L’11 febbraio, la quarta giornata di mobilitazione, con una manifestazione organizzata al sabato perché potesse scendere in piazza chi, per motivi diversi, non aveva potuto scioperare e che ha visto la partecipazione di intere famiglie, oltre a studenti e lavoratori, i cortei hanno raccolto in Francia 963mila manifestanti, secondo il ministero dell’Interno. E secondo la stessa fonte erano 757mila il 7 febbraio, 1milione e 120 mila e un 1 milione e 270mila rispettivamente il 19 e il 31 gennaio. Secondo la Cgt, il sindacato francese fratello della Cgil, i manifestanti dell’ultima mobilitazione, giovedì 16 febbraio, sono stati oltre 2 milioni e mezzo, di cui 500 mila a Parigi (93mila per la Prefettura). In ogni caso si tratta delle manifestazioni con il più alto tasso di partecipazione dagli Anni 90 a oggi.
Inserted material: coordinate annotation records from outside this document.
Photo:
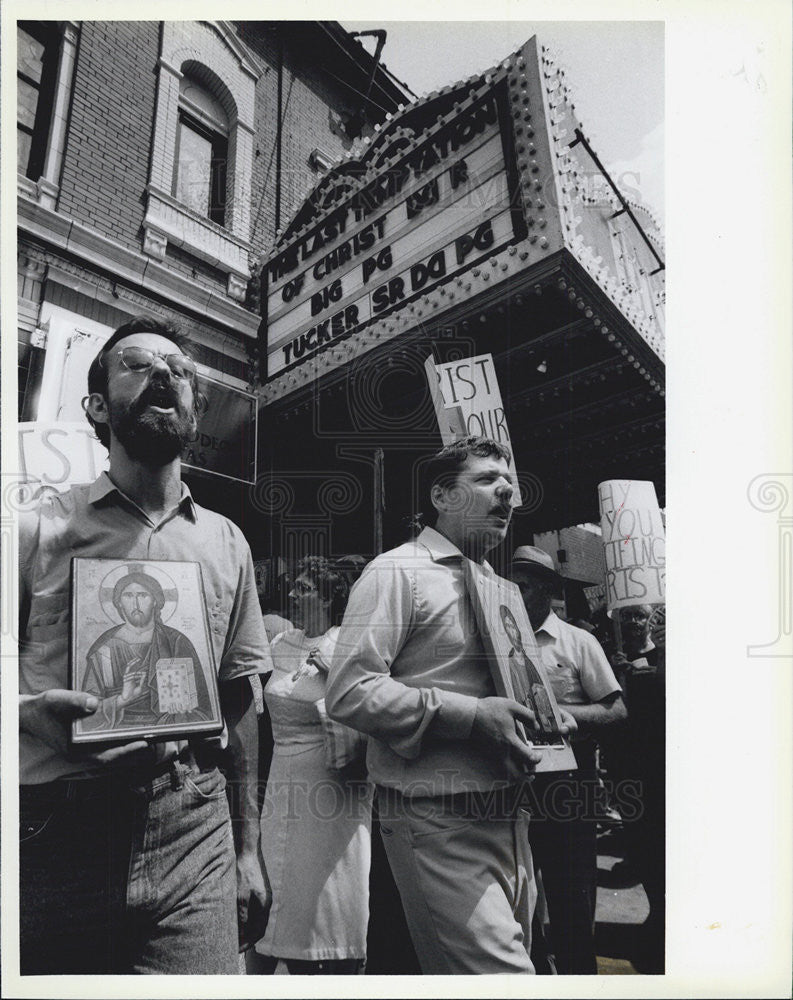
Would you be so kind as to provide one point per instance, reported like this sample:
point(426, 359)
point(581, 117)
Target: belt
point(495, 803)
point(64, 790)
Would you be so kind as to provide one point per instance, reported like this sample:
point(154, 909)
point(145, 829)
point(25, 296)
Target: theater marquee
point(418, 209)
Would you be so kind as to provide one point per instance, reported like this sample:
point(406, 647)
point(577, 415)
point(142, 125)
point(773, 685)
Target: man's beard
point(150, 437)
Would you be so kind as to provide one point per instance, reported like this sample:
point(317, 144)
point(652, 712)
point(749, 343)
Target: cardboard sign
point(467, 400)
point(54, 456)
point(634, 543)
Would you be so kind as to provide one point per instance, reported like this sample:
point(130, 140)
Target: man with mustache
point(410, 669)
point(127, 856)
point(640, 758)
point(122, 663)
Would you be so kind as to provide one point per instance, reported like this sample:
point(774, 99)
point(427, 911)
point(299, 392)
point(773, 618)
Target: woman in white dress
point(316, 820)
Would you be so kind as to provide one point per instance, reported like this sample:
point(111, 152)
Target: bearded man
point(127, 859)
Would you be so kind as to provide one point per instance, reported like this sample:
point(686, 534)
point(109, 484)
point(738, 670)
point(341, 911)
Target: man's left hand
point(254, 899)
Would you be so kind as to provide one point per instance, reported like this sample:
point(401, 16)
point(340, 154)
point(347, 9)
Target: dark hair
point(331, 584)
point(144, 580)
point(443, 468)
point(97, 373)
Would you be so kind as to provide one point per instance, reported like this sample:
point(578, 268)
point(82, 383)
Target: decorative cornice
point(247, 60)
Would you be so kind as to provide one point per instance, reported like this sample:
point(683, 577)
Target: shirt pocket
point(565, 682)
point(44, 653)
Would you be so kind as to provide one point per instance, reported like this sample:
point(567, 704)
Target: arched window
point(199, 191)
point(200, 174)
point(37, 65)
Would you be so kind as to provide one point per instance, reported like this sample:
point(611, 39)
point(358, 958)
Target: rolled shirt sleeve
point(597, 677)
point(246, 649)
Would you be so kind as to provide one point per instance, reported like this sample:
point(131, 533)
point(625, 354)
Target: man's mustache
point(156, 394)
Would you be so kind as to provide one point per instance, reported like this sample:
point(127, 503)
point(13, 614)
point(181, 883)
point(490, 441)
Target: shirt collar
point(441, 549)
point(550, 625)
point(104, 487)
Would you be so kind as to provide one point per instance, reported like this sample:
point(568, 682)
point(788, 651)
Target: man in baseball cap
point(563, 831)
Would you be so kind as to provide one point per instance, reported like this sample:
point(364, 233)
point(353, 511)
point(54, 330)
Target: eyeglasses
point(141, 359)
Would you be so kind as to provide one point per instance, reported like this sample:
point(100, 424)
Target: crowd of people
point(369, 803)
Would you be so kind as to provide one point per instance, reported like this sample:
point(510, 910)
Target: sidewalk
point(621, 909)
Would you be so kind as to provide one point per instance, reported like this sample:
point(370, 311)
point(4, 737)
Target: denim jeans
point(125, 877)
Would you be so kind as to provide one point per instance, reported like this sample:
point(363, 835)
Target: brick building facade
point(156, 163)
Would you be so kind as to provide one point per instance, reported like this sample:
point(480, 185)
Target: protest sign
point(54, 455)
point(467, 400)
point(634, 543)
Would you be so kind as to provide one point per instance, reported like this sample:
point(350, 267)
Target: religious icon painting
point(515, 663)
point(140, 643)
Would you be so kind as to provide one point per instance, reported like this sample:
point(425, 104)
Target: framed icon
point(140, 643)
point(515, 663)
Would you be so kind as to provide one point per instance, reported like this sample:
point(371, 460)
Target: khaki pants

Intanto, dopo una settimana di dibattito acceso l’Assemblea ha approvato un solo articolo della riforma: restano ancora 16 mila emendamenti e 19 articoli da discutere. In particolare l’articolo 7, il più contestato, che porterebbe l’età pensionabile a 64 anni contro i 62 attuali. I deputati – e il governo – avevano tempo fino al 17 febbraio. Il governo ha infatti utilizzato l’articolo 47.1 della Costituzione francese che consente in sostanza di fissare una data limite per l’adozione di una legge e di superare quindi l’ostruzione parlamentare: «se l’Assemblée nationale non si è pronunciata in prima lettura entro venti giorni dal deposito di un progetto, il Governo si rivolge al Senato che deve pronunciarsi entro quindici giorni».

Dopo aver utilizzato per ben dieci volte in soli due mesi un altro articolo della Costituzione, il 49.3, secondo il quale «il Primo ministro può, dietro deliberazione del Consiglio dei ministri, impegnare la responsabilità del Governo davanti all’Assemblea Nationale sul voto di un progetto di legge di finanza o di finanziamento dell’assistenza sanitaria. In tal caso, questo progetto è considerato adottato, a meno che una mozione di censura, presentata entro le ventiquattr’ore che seguono, venga votata nelle condizioni previste al punto precedente. Il Primo ministro può, inoltre, ricorrere a questa procedura per un altro progetto o una proposta di legge per sezione».

In sostanza da oltre due mesi il Governo si sta sostituendo al Parlamento, bloccandone in un modo o nell’altro, l’attività su tutti i provvedimenti impopolari.

Così la protesta continua: il prossimo appuntamento è fissato per il 7 marzo, e sarà sciopero a oltranza.